Kellner pointed out that partitioning, cycling, and imaging are all fully automated on the system, and each nanoplate contains 24 or 96 larger wells that contain between 8,500 and 26,000 partitions. He said that the platform produces results in less than two hours and that anywhere between 2 and 200,000 copies can be reliably detected and quantified per reaction.
Kellner noted that the proposed workflow will help solve some of the challenges with Qiagen's tissue-based RT-PCR Therascreen FGFR kit, which the firm uses to identify alterations in the FGFR2/3 gene in urothelial cancer patients to guide treatment with Janssen Pharmaceutical's metastatic bladder cancer drug erdafitinib (Balversa). The test covers four point mutations and five fusions in tissue-derived RNA.
"The Therascreen workflow is simple, but it comes with certain disadvantages because it relies on invasive tissue biopsy," Kellner said. "The new workflow will combine exosome-based liquid biopsy and digital PCR"
The new workflow involves collecting up to 20 ml of a patient's urine rather than traditional formalin-fixed paraffin embedded tissue. Exosome Dx's RNA isolation tool is used to extract exosomal RNA, and complementary DNA is synthesized using Qiagen's Therascreen FGFR RT-PCR kit. The sample is then analyzed using the digital PCR Therascreen FGFR assay.
For comparison, the group will analyze urine samples in parallel on Qiagen's Therascreen FGFR RGQ PCR kit using Qiagen's Rotor-Gene Q qPCR instrument to identify the patients with FGFR2/3 mutations.
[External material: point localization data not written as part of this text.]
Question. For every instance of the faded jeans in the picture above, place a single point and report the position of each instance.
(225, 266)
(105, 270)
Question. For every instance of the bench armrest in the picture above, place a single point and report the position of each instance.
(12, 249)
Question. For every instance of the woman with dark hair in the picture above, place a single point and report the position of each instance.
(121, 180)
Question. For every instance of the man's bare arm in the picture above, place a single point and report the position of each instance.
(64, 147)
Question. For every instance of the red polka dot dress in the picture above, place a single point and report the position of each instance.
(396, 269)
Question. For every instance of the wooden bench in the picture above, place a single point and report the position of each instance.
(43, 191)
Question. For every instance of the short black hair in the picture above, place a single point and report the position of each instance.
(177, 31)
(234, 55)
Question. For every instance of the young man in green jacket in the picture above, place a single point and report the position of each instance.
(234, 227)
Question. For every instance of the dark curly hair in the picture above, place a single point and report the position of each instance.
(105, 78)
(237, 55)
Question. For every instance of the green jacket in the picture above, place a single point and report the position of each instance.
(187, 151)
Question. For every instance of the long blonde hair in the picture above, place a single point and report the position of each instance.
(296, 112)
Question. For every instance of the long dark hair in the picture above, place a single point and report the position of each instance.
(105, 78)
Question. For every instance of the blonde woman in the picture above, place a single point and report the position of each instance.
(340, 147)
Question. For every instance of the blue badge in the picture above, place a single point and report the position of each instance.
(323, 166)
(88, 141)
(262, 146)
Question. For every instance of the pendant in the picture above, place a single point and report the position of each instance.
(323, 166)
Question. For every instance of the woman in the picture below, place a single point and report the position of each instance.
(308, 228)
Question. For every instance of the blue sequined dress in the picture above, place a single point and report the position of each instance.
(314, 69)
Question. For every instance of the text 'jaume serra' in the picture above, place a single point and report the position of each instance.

The firms will also compare urine-based results with results from conventional tissue-based biopsy FGFR screens.
Daniel Enderle, scientific director of Exosome Dx, said during the talk that to test the workflow the firms have designed a clinical study that will look at about 50 patients with urothelial cancer. The team will collect matched urine and tissue samples and clinical data from German molecular pathology company Stratifyer's clinical network.
Enderle said that the team will collect between 5 ml and 20 ml of urine sample from patients and split them into two sample cohorts: one tested with the Therascreen RGQ tissue workflow and one with the urine-based exosomal RNA digital PCR workflow.
"We're going to [establish the] concordance [of] tissue versus liquid biopsy, and we also have experimental data on FGFR3 biomarker expression," Enderle said.
While the firms will present the study's full results at ASCO, Enderle provided preliminary data from a test pilot cohort of 11 urothelial cancer patients. He noted that initial research data "showed promising results" using urinary exosome RNA, with 100 percent concordance with patient tissue.
"We detected a [few] more mutations in the exosomal RNA than we did in the tissue, but it will be more interesting to look at that … [in] the larger study," Enderle added.
Qiagen and Exosome Dx expanded an existing exclusive collaboration and license agreement in September.
"The fact that urological biomarkers can be contained in exosomes motivated our initial feasibility study to demonstrate whether with Qiagen's … platform combined with new developments in exosomal isolation and RNA purification from Exosome Diagnostics we could detect and match the mutational concordance tissue taken from the same patient," Kellner said in the email. "A urine-based test would have a higher adoption rate and result in increased testing, which might very well lead to earlier detection of malignant lesions and increased study enrolment."
Kellner said that Qiagen intends to explore other minimally invasive approaches to biomarker analysis using liquid biopsy technology.
While Kellner could not comment on Qiagen's specific plans and cancers it would pursue in the future, he noted that the firm will work closely with its pharmaceutical partners "where there is a need and interest to expand market access."